Cockpit Incursion?
AMID swirling allegations from conservationists that sections of the Cockpit Country are being mined for bauxite, the Government’s environment watchdog yesterday vowed to apply the brakes to any undertaking found to be encroaching on the protected area.
Windsor Research Centre, which is located five kilometres inside Cockpit Country, reported seeing mining equipment and haul road extension works at the Madras/Caledonia crossroad near Bryan Castle in St Ann.
“The new haul road is outside the Special Mining Lease (SML) 165 which Noranda inherited from St Ann Bauxite Ltd, and is penetrating so-called Special Reserves, which are inside Cockpit Country,” engineer and director of Windsor Mike Schwartz said in a release to the media.
“According to SML 165, these reserves are to be used only if it turns out that there is less bauxite than predicted within the said SML,” he continued.

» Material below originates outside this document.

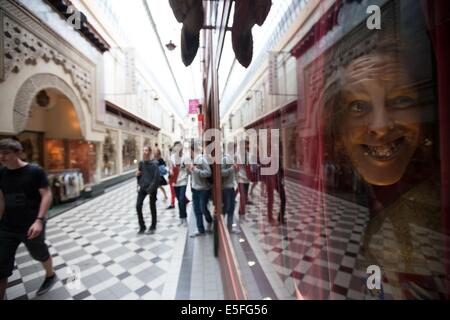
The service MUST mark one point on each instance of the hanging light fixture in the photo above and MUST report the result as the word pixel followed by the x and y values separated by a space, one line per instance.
pixel 171 46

Schwartz and Diana MaCaulay, CEO of Jamaica Environment Trust (JET), said they were alarmed and appalled at the development, especially since the Government has given “numerous assurances that bauxite mining would not be permitted in Cockpit Country”.

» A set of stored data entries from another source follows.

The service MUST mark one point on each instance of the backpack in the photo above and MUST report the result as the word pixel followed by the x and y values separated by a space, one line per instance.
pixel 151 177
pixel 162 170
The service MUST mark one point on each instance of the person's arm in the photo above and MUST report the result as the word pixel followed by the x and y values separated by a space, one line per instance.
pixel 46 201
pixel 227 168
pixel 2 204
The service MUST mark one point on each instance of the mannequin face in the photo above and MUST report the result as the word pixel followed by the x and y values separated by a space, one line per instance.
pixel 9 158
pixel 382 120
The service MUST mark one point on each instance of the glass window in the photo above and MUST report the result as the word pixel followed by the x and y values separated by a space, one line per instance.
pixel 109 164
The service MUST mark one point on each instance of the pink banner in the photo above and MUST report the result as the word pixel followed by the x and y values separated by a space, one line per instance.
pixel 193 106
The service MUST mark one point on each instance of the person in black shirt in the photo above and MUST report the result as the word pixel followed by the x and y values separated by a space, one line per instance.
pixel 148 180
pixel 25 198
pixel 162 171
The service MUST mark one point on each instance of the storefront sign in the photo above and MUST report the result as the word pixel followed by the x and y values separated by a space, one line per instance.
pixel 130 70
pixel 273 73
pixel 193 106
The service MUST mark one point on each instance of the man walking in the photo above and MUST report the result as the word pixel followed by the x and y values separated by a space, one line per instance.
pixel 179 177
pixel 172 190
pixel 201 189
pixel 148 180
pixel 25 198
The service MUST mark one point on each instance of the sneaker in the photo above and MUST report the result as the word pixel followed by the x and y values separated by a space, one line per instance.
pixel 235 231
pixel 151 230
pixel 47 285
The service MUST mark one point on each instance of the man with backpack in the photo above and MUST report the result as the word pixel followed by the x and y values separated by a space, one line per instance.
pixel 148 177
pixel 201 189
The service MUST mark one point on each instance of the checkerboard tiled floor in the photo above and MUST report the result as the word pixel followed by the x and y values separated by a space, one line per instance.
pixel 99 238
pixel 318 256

“To now learn that the GOJ has gone ahead and allowed Noranda to begin mining operations in Cockpit Country without any dialogue with stakeholders and without the declaration of the long promised boundary and protection regime is a betrayal of good faith,” MaCaulay said.

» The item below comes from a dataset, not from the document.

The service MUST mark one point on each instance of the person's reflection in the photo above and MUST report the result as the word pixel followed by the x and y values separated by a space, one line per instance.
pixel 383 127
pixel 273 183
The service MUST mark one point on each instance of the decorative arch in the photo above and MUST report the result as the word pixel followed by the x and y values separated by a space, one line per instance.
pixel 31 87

But speaking with the Jamaica Observer yesterday, CEO of the National Environment and Planning Agency Peter Knight said the agency was seeking to verify the complaints lodged with his office and would defer detailed comment until then.
“Suffice it to say, if mining is taking place and if they have encroached on Cockpit Country, it will be stopped,” Knight said.
Noranda communications executive Lance Neita told the Observer said the company has been made aware of the allegations and would respond in short order. He maintained, however, that Noranda is operating according to its lease and has never gone outside of its boundaries.
Cockpit Country is an expanse of mountainous forest that stretches from St James, Trelawny, and St Elizabeth, to sections of St Ann, Clarendon and Manchester. It sits on limestone bedrock and has been eyed for limestone and bauxite mining. Cockpit Country supplies as much as 40 per cent of the water for western Jamaica, according to the Water Resources Authority.
At the base of the contention is the demarcation of its boundaries. Over the years, different interest groups have defined varying boundaries, some wider than others. In 2013, the Government stepped in to settle the impasse and commissioned a series of public consultations to that end. The published recommendations concluded, among other things, that “The Government of Jamaica should not authorise any form of exploration of mineral deposits, mining and quarrying activity within the Cockpit Country as the level of emotion is too high and level of opposition and resistance by community members and leaders, CBOs, NGOs and civil society organisations, some Government of Jamaica agencies and members of the academic community may not provide enough guarantee and confidence for potential investors”.
“They can’t just ignore the public consultations that they commissioned,” Schwartz said.